Há sites na net que recomendam aos médicos: "leia isto antes que o seu doente leia". O mundo está assim, grande mundo, pedindo honestidade a todos para não sucumbirmos todos às mãos "culpadas e acusadoras" uns dos outros.

Eu percebi o que quis dizer quando falou em "perder tempo". Mas eu sou médico, não é comigo que você quer falar disso. Para explicar medicina a não-médicos tem de ser (desculpe a franqueza) mais ... como é que diz a Lolita?... Assertivo! É isso. As pessoas não têm tempo para reparar nas aspas todas em assuntos técnicos.

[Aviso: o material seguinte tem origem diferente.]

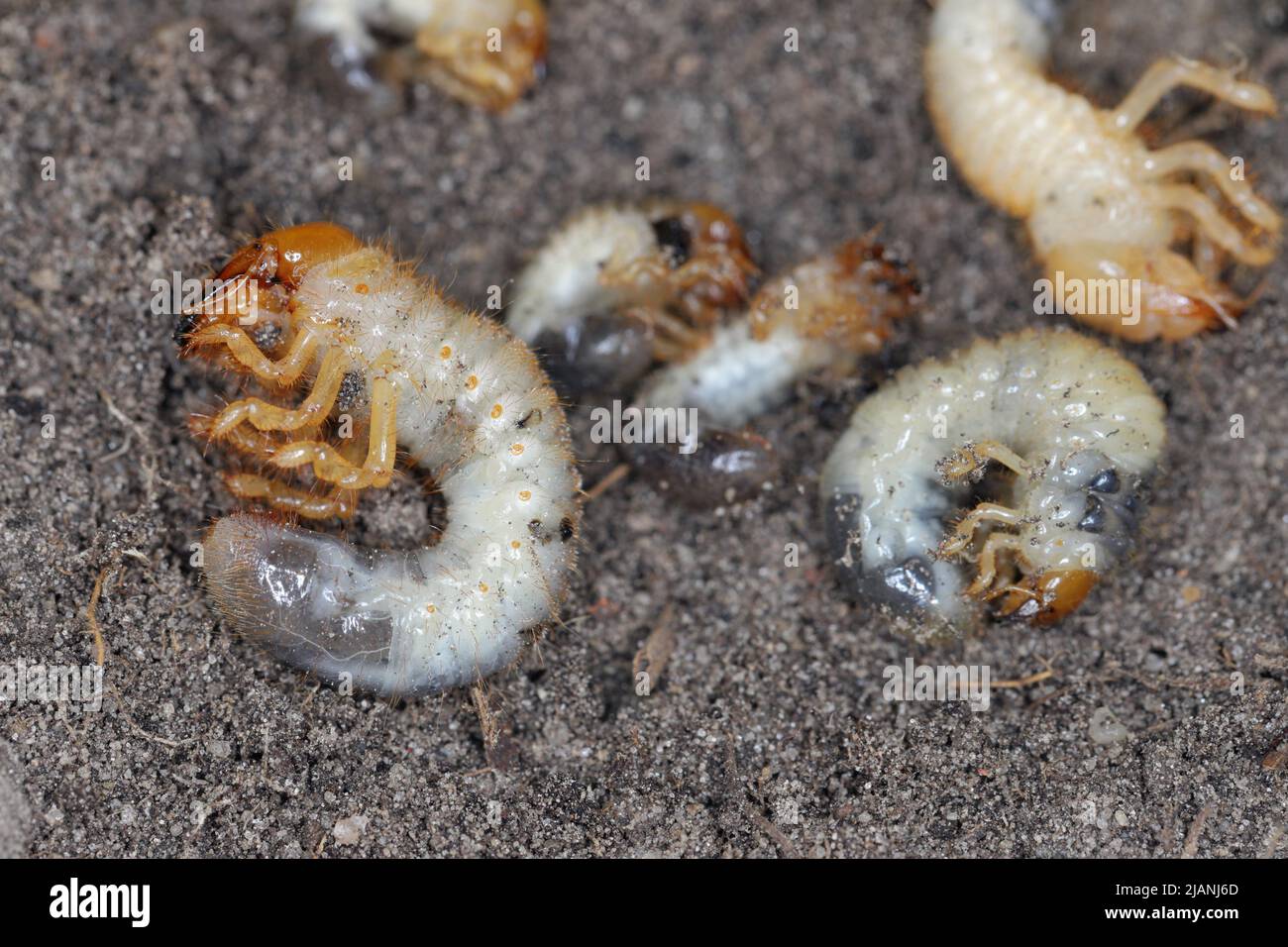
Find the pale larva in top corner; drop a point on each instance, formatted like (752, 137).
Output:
(483, 52)
(618, 286)
(1102, 208)
(1076, 424)
(462, 397)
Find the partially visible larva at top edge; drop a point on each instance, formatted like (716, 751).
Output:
(455, 394)
(618, 286)
(1073, 423)
(1100, 205)
(487, 53)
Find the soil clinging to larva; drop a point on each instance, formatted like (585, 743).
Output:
(768, 731)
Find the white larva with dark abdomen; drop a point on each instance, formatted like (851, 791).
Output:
(1100, 205)
(824, 315)
(1076, 424)
(617, 286)
(472, 407)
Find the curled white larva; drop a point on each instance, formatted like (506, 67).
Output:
(823, 315)
(454, 394)
(618, 286)
(1074, 424)
(1102, 208)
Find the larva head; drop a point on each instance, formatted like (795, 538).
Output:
(254, 287)
(1044, 598)
(846, 298)
(1080, 518)
(283, 256)
(711, 249)
(490, 77)
(1138, 294)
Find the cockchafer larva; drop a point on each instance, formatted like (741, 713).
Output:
(822, 316)
(618, 286)
(459, 394)
(483, 52)
(1073, 420)
(1100, 205)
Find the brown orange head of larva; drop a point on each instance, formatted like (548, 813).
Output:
(709, 248)
(848, 298)
(1044, 598)
(253, 289)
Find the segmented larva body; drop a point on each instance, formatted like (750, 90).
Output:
(459, 395)
(1074, 421)
(1100, 205)
(483, 52)
(618, 286)
(822, 316)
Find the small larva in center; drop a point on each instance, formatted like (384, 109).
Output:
(1073, 423)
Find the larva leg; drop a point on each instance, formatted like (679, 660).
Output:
(964, 532)
(266, 416)
(329, 463)
(282, 496)
(1207, 215)
(995, 544)
(1203, 158)
(673, 338)
(1166, 75)
(243, 348)
(243, 440)
(973, 458)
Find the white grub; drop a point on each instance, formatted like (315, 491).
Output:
(823, 316)
(1078, 433)
(463, 399)
(1099, 204)
(483, 52)
(617, 286)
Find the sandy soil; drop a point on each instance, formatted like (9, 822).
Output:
(768, 733)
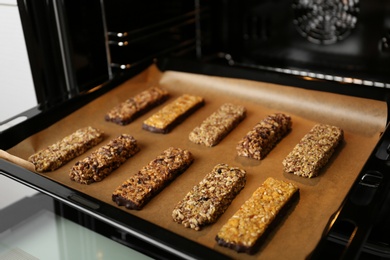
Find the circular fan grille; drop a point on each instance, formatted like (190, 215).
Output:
(325, 21)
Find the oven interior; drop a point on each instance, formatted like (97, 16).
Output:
(85, 48)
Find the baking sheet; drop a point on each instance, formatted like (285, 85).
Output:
(299, 232)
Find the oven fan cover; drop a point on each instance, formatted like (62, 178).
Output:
(325, 21)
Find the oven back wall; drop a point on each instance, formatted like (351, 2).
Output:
(17, 92)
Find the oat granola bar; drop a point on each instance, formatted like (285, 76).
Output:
(259, 141)
(134, 107)
(214, 128)
(103, 161)
(136, 191)
(164, 120)
(313, 151)
(71, 146)
(249, 226)
(210, 198)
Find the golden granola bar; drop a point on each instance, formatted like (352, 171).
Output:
(313, 151)
(103, 161)
(134, 107)
(135, 192)
(71, 146)
(259, 141)
(164, 120)
(210, 198)
(214, 128)
(248, 227)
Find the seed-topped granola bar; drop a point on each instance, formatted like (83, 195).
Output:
(259, 141)
(136, 191)
(210, 198)
(214, 128)
(103, 161)
(313, 151)
(164, 120)
(127, 111)
(248, 227)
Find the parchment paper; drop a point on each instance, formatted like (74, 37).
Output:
(299, 232)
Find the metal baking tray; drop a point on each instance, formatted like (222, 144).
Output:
(362, 119)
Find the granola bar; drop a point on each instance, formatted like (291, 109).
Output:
(264, 136)
(214, 128)
(135, 192)
(100, 163)
(210, 198)
(71, 146)
(134, 107)
(313, 151)
(164, 120)
(249, 226)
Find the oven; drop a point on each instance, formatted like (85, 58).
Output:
(320, 60)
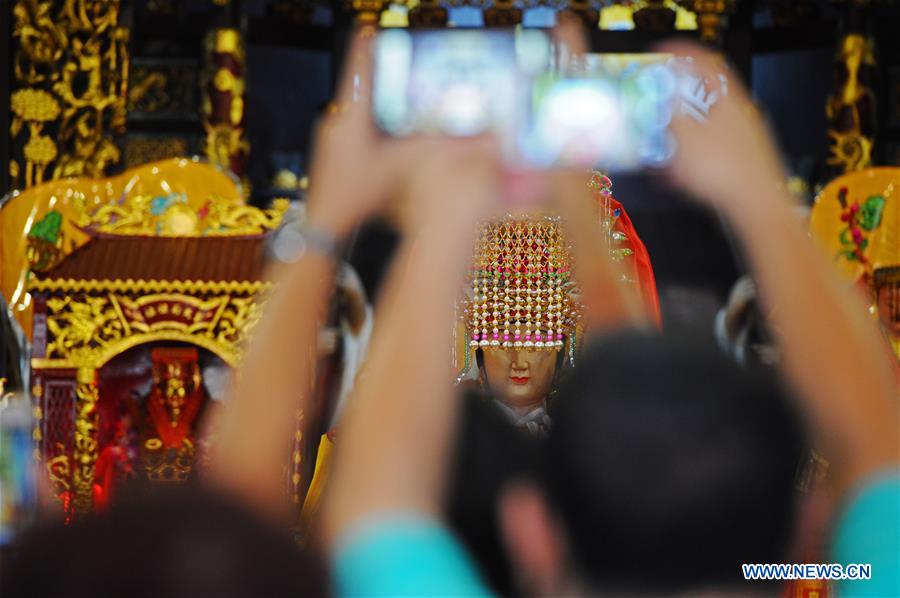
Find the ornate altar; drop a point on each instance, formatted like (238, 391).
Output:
(856, 218)
(133, 287)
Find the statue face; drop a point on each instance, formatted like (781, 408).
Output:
(520, 379)
(889, 307)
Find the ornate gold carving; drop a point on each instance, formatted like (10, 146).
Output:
(189, 287)
(167, 466)
(851, 108)
(86, 330)
(171, 216)
(367, 12)
(71, 69)
(85, 454)
(139, 150)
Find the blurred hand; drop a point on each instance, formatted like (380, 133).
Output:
(354, 171)
(730, 157)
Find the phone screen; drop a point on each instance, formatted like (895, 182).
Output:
(608, 111)
(613, 113)
(456, 82)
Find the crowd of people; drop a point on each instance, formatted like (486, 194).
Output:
(667, 466)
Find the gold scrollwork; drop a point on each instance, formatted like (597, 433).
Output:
(851, 106)
(71, 68)
(86, 329)
(173, 216)
(223, 106)
(149, 286)
(85, 455)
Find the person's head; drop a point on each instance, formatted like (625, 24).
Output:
(519, 378)
(670, 466)
(178, 541)
(489, 456)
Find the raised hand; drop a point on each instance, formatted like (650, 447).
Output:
(355, 170)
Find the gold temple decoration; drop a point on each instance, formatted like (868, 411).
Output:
(368, 12)
(851, 107)
(223, 88)
(711, 16)
(173, 216)
(89, 330)
(85, 454)
(92, 302)
(70, 71)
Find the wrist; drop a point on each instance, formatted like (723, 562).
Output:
(328, 219)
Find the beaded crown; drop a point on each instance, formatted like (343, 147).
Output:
(521, 286)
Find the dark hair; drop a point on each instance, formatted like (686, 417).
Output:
(489, 455)
(179, 542)
(672, 465)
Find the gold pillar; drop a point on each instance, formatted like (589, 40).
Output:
(851, 107)
(223, 91)
(85, 454)
(70, 78)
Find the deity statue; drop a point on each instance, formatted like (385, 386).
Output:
(522, 319)
(172, 410)
(523, 315)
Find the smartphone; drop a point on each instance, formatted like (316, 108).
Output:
(608, 111)
(460, 83)
(611, 112)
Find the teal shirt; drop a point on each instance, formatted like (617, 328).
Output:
(404, 555)
(868, 532)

Tenho genuíno respeito e consideração por si. Acredite, é uma límpida verdade.
Gostaria de manter, pelo menos de tempos a tempos, esta discussão que me fascina sempre e que anda à volta da dúvida eterna sobre "o que andamos aqui a fazer e que caralho vale isso". Não me parece que esta seja uma questão universal na classe médica. Nos meus amigos, nos que eu conheço e admiro, é. Nos outros, não sei. Devia ser. Em si, caro Colega, parece-me profundamente que sim, que é. Admiro-o, também, por isso.

Mesmo que ninguém queira discutir, eu volto ao tema, porque me interessa muito. E desculpem o meu aleivoso calão, é um enfeite rústico da minha torpe natureza duriense.